Second, patients with reduced kidney function were not included in the study due to ethical issues regarding additional contrast medium necessary for the OCT-investigation. However, a high percentage of those patients with reduced LV-function also have reduced kidney function and our findings may be biased by this fact.Third, although the relationship between LV-geometry and plaque vulnerability is particularly important in cardiovascular high-risk patients with type 2 diabetes, future studies are necessary to determine if the findings of this study can also be translated to patients without type 2 diabetes.

Furthermore, our findings are limited by the fact that in this study OCT was only used in the target vessel due to ethical issues in order to minimize complications associated with the use of OCT.

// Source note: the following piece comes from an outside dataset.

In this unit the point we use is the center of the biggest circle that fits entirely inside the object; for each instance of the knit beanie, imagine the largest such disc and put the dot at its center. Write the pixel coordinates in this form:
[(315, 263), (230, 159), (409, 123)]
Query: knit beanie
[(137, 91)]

Moreover, we used the minimal FCT-threshold of 80 μm for defining plaque vulnerability. This value is above the currently accepted consensus of 65 μm that was based on post-mortem studies, where tissue-shrinkage may be a relevant issue [13]. Therefore, we referred to a currently published OCT-investigation which demonstrated that 95% of ruptured lipid-rich plaques presented with a minimal FCT ≤ 80 μm in vivo [22].

Conclusion

We conclude that in patients with type 2 diabetes and stable coronary artery disease, minimal and mean FCT are associated with LV-dilatation independent of previous MIs. Furthermore, LV-dilatation as determined by CMR may be a useful adjunct to identify patients at risk for vulnerable coronary artery lesions. Future studies are warranted to investigate potential mechanisms linking plaque vulnerability and LV-dilatation in patients with type 2 diabetes.